Sementara bahasa Betawi asli kini sudah banyak mengalami pergeseran. Ada kosakata Betawi lama yang kembali populer, contohnya kata “ngadi-ngadi”. Dalam masyarakat Betawi, ngadi-ngadi berarti serbasalah. Sementara, dalam bahasa Jawa, ada kata “ngadi-adi” yang artinya “manja”. Sementara dalam masyarakat saat ini ngadi-ngadi berarti mengada-ada, banyak tingkah. Jadi, perkembangan dan pergeseran makna bahasa itu juga terjadi dalam perkembangan bahasa Betawi sebagai bahasa masyarakat.

Pada sesi akhir pelatihan yang diselenggarakan Pusat Studi Betawi ini, Babeh Edy memberikan pesan penting mengenai modal dalam menulis puisi. Menurut dia, modal untuk menulis puisi itu ada tiga hal, yakni: 1) Fakta empiris, yakni berkaitan dengan pengalaman yang dialami diri sendiri maupun pengalaman orang lain; 2) Fakta Individual, yakni ketika ada momentum yang melibatkan kita sebagai individu yang kemudian kita catat; 3) Fakta Imajinatif/kontemplatif, yaitu hal-hal yang berkaitan kita merenung mempelajari mengkaji.

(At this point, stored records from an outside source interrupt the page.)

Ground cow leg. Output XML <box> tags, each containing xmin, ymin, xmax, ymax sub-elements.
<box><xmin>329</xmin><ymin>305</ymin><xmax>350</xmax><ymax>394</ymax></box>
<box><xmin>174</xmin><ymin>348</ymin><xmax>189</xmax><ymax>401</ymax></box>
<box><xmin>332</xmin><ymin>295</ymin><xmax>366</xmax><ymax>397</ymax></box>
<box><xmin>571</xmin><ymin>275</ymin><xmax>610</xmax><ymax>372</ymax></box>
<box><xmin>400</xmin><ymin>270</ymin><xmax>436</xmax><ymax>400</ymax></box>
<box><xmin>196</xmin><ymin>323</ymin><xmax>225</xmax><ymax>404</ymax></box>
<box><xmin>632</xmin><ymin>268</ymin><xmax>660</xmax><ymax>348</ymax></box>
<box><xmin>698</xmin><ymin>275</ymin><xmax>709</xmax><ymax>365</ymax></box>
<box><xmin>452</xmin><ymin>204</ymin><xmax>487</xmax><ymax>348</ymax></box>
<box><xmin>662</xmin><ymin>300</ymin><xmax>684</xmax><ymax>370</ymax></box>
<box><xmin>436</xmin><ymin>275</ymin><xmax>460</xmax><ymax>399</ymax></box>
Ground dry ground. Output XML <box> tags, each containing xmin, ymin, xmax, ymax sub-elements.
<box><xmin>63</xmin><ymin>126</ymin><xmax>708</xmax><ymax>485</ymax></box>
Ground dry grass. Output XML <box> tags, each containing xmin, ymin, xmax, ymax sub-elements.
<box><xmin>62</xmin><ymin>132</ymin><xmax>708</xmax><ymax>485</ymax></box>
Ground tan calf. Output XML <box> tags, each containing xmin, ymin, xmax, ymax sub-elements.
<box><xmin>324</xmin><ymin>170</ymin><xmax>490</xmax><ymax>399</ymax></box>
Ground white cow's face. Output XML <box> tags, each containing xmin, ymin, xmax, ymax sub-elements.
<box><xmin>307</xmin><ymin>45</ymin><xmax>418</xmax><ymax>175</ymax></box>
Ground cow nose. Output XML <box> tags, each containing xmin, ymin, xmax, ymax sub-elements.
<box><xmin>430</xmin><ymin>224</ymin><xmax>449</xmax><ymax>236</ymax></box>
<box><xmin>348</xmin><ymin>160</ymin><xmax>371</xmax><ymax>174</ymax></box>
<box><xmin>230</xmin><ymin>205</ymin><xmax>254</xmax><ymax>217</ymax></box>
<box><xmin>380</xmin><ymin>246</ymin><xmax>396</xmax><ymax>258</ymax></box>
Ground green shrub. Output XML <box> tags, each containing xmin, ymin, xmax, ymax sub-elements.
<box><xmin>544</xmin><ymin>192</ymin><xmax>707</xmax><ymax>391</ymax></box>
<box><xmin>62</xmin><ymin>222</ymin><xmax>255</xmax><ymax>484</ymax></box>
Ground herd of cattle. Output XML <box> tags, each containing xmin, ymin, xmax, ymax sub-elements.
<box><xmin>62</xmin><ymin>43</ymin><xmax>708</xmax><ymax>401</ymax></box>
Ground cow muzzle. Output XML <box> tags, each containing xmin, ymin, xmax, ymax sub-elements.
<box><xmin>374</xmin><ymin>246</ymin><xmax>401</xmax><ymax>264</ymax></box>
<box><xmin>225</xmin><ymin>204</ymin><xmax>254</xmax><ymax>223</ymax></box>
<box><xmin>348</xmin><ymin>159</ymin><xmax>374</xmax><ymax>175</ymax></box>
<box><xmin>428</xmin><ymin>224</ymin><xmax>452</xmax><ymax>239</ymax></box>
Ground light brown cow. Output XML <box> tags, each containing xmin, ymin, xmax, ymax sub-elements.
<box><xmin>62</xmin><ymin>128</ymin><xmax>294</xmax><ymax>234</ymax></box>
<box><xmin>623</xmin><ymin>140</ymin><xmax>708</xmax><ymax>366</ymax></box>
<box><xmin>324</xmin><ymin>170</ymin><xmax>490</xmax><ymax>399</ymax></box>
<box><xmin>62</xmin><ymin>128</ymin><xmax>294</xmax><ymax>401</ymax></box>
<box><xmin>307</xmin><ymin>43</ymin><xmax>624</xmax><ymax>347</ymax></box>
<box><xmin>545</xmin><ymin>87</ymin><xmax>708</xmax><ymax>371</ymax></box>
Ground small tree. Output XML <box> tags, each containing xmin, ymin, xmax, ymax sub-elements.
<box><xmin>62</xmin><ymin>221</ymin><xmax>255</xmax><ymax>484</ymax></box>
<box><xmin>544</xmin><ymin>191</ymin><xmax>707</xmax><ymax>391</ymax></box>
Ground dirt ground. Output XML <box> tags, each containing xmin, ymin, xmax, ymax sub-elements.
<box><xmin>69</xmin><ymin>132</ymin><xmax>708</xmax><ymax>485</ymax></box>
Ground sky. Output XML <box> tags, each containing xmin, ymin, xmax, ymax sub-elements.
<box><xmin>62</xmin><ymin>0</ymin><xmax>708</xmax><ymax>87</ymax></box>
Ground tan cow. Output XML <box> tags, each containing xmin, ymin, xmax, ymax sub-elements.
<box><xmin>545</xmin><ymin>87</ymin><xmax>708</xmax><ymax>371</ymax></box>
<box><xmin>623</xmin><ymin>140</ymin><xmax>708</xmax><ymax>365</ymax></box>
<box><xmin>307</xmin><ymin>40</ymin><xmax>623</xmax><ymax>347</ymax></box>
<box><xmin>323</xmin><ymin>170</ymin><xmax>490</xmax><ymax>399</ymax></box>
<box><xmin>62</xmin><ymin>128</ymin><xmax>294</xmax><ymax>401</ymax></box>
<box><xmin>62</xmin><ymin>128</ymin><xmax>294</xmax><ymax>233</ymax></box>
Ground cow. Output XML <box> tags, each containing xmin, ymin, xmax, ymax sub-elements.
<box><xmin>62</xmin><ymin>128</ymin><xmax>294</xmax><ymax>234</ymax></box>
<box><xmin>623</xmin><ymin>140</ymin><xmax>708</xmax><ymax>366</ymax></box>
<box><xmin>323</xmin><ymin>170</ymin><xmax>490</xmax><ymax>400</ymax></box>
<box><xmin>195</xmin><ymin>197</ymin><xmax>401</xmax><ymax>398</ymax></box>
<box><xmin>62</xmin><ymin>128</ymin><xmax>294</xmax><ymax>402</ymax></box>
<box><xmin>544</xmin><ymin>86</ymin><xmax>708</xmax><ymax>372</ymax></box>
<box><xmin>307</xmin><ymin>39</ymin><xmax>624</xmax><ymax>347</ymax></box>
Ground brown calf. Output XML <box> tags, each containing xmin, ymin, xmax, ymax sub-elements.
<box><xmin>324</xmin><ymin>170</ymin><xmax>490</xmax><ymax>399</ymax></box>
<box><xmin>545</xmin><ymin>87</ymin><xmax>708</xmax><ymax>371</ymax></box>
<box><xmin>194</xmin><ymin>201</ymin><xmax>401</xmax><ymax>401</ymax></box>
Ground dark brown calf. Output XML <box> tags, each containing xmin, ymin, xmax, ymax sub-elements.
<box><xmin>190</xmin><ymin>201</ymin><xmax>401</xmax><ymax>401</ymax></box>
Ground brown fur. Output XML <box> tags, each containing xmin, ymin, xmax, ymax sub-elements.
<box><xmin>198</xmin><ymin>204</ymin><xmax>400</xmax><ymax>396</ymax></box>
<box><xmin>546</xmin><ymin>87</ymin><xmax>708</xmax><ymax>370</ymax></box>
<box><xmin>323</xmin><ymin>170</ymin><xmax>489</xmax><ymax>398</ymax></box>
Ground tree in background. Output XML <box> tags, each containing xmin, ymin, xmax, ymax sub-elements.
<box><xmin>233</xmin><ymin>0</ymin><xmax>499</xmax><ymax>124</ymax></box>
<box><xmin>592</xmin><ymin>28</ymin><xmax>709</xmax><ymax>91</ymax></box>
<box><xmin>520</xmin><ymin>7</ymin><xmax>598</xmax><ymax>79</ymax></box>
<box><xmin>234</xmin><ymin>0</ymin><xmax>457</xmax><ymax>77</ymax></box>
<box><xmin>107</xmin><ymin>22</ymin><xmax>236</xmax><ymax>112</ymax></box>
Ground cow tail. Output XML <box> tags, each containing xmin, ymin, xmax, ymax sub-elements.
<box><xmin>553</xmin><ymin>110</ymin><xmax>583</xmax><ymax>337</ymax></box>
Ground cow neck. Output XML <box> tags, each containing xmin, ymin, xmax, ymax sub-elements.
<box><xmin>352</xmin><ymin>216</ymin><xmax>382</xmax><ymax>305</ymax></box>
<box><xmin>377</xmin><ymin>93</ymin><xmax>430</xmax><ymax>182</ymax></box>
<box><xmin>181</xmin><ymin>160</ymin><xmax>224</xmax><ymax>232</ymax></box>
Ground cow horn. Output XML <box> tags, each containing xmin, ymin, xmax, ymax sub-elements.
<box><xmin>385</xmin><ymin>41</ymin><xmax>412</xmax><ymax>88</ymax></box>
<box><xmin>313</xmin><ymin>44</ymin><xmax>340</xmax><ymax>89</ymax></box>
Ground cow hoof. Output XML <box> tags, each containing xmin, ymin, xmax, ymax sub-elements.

Ya, aku pikir tiga hal ini memang penting sekali dalam proses mencipta puisi. Puisi tidak hanya menceritakan pengalaman dan perasaan individual, tetapi juga berisi permenungan yang dalam. Di pelatihan ini, para peserta diajak membuat puisi Betawi. Beberapa peserta berhasil membuat satu atau dua judul puisi, kemudian dibacakan dan diberikan komentar dan masukan. Kegiatan yang menyenangkan dan menggugah.

Budayawan Betawi, Penyair, & Rektor Umbara, Dr. Sukardi (Babeh Edy)

Peserta Pelatihan Menulis Puisi Betawi

Penulis buku Hujan Ibu Kota (Salma, Ayu, Soleh) bersama Babeh Edy.